The Hartford settled the dispute separately with then-Attorney General Ralph Blumenthal of Connecticut and then-Attorney General Eliot Spitzer of New York in May 2006 without admitting or denying their claim that it had conspired to pay incentives to brokers for steering terminal funding agreements for defined benefit plans its way while participating in what should have been a fair bidding process for the business. The incentives were then built into the cost that the DB plan sponsor paid for the group annuity.

“Hartford paid back the plans affected through its settlement with the states of New York and Connecticut and, as part of that agreement, Hartford represented that it would not seek contributions from any other party,” said DoL spokesperson Joanna Hawkins in a recent email to RIJ.  

By concealing the fee and passing the cost through to the hospital, all in violation of his advisory contract with the hospital, the DoL alleged, Dietrich had engaged in a prohibited transaction and violated his ERISA fiduciary duties to the hospital.

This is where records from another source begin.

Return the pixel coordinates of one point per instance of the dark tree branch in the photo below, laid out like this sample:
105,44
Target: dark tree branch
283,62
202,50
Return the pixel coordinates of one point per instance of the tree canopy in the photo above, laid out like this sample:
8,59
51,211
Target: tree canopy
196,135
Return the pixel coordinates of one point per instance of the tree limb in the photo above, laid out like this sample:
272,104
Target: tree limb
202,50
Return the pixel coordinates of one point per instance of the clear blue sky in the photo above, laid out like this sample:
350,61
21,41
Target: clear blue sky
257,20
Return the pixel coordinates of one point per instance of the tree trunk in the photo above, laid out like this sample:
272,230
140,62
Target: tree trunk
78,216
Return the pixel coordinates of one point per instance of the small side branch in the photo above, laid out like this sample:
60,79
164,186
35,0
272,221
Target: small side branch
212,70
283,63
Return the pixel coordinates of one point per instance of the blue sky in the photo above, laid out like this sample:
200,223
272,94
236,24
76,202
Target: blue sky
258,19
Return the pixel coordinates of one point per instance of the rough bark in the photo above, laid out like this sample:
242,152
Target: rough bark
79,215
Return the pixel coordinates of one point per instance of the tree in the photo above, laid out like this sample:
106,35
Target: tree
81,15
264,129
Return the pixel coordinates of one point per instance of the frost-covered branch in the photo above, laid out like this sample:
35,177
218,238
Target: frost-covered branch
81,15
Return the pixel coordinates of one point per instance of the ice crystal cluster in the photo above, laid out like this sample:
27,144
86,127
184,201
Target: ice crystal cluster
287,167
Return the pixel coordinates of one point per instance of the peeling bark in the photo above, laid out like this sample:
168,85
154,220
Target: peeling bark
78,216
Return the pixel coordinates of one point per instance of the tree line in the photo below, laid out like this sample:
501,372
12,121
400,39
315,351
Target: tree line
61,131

The action was filed in U.S. District Court, Eastern District, Pennsylvania, on August 27, 2012.  

“By deceiving the Pension Plan and its fiduciaries, and by receiving and retaining impermissible compensation from the insurer, Dietrich & Associates and Kurt E. Dietrich were unjustly enriched by violations of ERISA,” the complaint said.

“Moreover, they prevented the Pension Plan and its sponsor from knowing the true cost of Dietrich & Associates’ services; concealed their financial arrangement with Hartford and the resulting conflict of interest with respect to the Hartford bid; and deprived the Pension Plan and its sponsor of the opportunity to negotiate the amount of any insurer-paid commission or other payment as an element of the total cost of the annuity.

“Instead of honoring their contractual commitments and adhering to their fiduciary obligations under ERISA, Dietrich & Associates and Kurt E. Dietrich pocketed more than a half-million dollars in unjust profits, representing ten times more than their agreed-upon fee.”

According to the complaint, Dietrich testified that in his own view he wasn’t bound by his advisory contract with the hospital. 

Whether or not Dietrich violated his fiduciary responsibility to the plan sponsor, the DoL charged, he engaged in transactions prohibited under ERISA. The DoL also asked the court for an injunction that would prevent Dietrich & Associates from advising an ERISA-covered employee benefit plan in the future.